1. Introduction to microprocessor based digital systems 2. Software Development: Integrated Development Environment 2.1. C language integrated development environment. 2.2. Peripherals I/O Libraries 3. General Input/Output Pins 4. Exceptions and Interrupt Systems 5. Timers 6. Analog/Digital and Digital/Analog Conversion 7. Serial Asynchronous Communication 8. Serial Synchronous Communication 9. Additional functionalities: RTC, Watchdog, Power consumption, etc. 10. System design examples and analysis 11. Architecture of a microprocessor/microcontroller system. 11.1. Central Processing Unit (CPU). 11.2. Memory Structure. 11.3. Interface Modules. 12. Machine level programming: Assembler. 12.1. Machine instructions and addressing modes.
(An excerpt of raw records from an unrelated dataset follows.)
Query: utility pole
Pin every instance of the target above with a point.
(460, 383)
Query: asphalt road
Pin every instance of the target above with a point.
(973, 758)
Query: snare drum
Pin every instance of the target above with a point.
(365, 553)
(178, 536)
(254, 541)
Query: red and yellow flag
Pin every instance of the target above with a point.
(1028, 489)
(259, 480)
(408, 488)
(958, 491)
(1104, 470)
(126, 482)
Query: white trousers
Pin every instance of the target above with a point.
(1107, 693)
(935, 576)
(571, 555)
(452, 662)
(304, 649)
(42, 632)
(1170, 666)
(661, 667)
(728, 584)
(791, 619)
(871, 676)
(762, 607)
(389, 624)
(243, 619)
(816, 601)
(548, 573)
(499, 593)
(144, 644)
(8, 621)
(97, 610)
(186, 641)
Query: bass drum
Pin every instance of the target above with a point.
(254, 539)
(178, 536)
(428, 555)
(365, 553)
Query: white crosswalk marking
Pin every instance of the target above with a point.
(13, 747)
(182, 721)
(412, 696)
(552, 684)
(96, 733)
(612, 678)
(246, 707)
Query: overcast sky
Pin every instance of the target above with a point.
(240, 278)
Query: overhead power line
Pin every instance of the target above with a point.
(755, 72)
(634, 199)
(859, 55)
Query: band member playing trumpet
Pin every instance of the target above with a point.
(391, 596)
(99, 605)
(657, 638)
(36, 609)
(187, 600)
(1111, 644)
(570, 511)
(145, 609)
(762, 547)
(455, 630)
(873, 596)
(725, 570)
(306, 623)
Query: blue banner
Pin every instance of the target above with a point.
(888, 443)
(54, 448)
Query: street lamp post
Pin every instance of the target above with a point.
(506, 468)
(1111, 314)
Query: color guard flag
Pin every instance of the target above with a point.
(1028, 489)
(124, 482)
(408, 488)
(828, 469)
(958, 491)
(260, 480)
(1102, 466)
The course competences provide certain skills as a result of the program, through different activities. For each program outcome, we briefly describe the activities provided within the course: - In the course, exercises are held where students have to complete/develop their programs to meet certain requirements. They are asked to interpret and develop electronic circuits, block diagrams and flowcharts. - The course includes a laboratory design exercise, with an initial set of specifications that the students must meet by the end of the term. The problem is a manageable version of an electronic system design, that the students must solve using the given resources (microcontroller development board, debugger, peripherals). - Design and analysis examples are presented to the students as guidance on good programming practices and electronic design techniques, showing how to use specific peripherals to solve different problems. - The students must be able to comment their program code appropriately, develop program flow diagrams, use schematic capture programs for their designs. This will be evaluated comprehensively in laboratory works. - The students are required to work using engineering tools such as a microcontroller Integrated Development Environment (IDE) program, a development board, as well as a debugger.